Quek's media appearances caught the interest of Canadian film student Gough Lewis. He met Quek and set out to produce a documentary about her. While filming, Quek and Lewis became involved in a romantic relationship. The film, Sex: The Annabel Chong Story, was released in 1999. It includes footage from the gang bang shooting and her subsequent publicity appearances, explores her motives, revisits with her the site of her rape and depicts a painful conversation in Singapore between Quek and her mother, who had not known about her daughter's porn career before then. It was directed by Lewis and featured contributions from Quek, Al Goldstein, Ron Jeremy and Seymore Butts. In the film, Quek stated that she intended the World's Biggest Gang Bang to challenge "the notion of women as passive sex objects," and added, "We're not wilting violets, we're not victims, for Christ's sake. Female sexuality is as aggressive as male sexuality. I wanted to take on the role of the stud. The more [partners], the better." She also self-harmed in the film, taking a knife to her arm on the day Lewis and Quek broke up. What the documentary didn't show was that Lewis was doing the same to himself off-camera.

The documentary propelled her further into the world media as it became a hit at the 1999 Sundance Film Festival, where it was nominated for a Grand Jury Prize. Since the release of the documentary, Quek has accused Lewis of misconstruing events in the film and portraying events in a "misleading" way.

===Late pornography career and retirement===
Quek continued to work in the adult industry for a short while after the documentary came out, directing and starring in films as well as setting up a website. In 2000, she directed and performed in the gang bang film Pornomancer, her take on William Gibson's novel Neuromancer. After 2000, she largely stopped appearing in mainstream adult videos, concentrating instead on producing content for her website and appearing in a few BDSM videos. In 2003, she completely retired from porn, thanking her fans in a final message on her website that announced, "Annabel is dead and is now replaced full time by her Evil Doppelgänger, who is incredibly bored with the entire concept of Annabel and would prefer to do something different for a change." She stated that she intended to "begin her new life of peace and relative obscurity." She stopped discussing her former career in the adult industry after her retirement.

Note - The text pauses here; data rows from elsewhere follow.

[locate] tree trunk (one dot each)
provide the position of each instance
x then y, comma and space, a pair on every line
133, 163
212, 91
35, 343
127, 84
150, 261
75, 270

In limited correspondence for the biographical play 251, she told the producers, "Do whatever you want with Annabel Chong because this person doesn't exist anymore." In 2011, Complex magazine ranked her at #41 in their list of "The Top 50 Hottest Asian Porn Stars of All Time".

In 2000, while working in a strip club, she role-played as a student learning how to write computer code, while her client would spank her whenever she made a mistake. After the role-play, she was inspired to learn how to write computer code. In 2001, she attained an associate degree in software engineering at Westwood College. After graduating, she worked as a freelance consultant until becoming a full-time engineer after retiring from pornography. She has also worked in California as a web developer. In 2025, she announced on social media that she was moving back to Singapore to take care of her mother.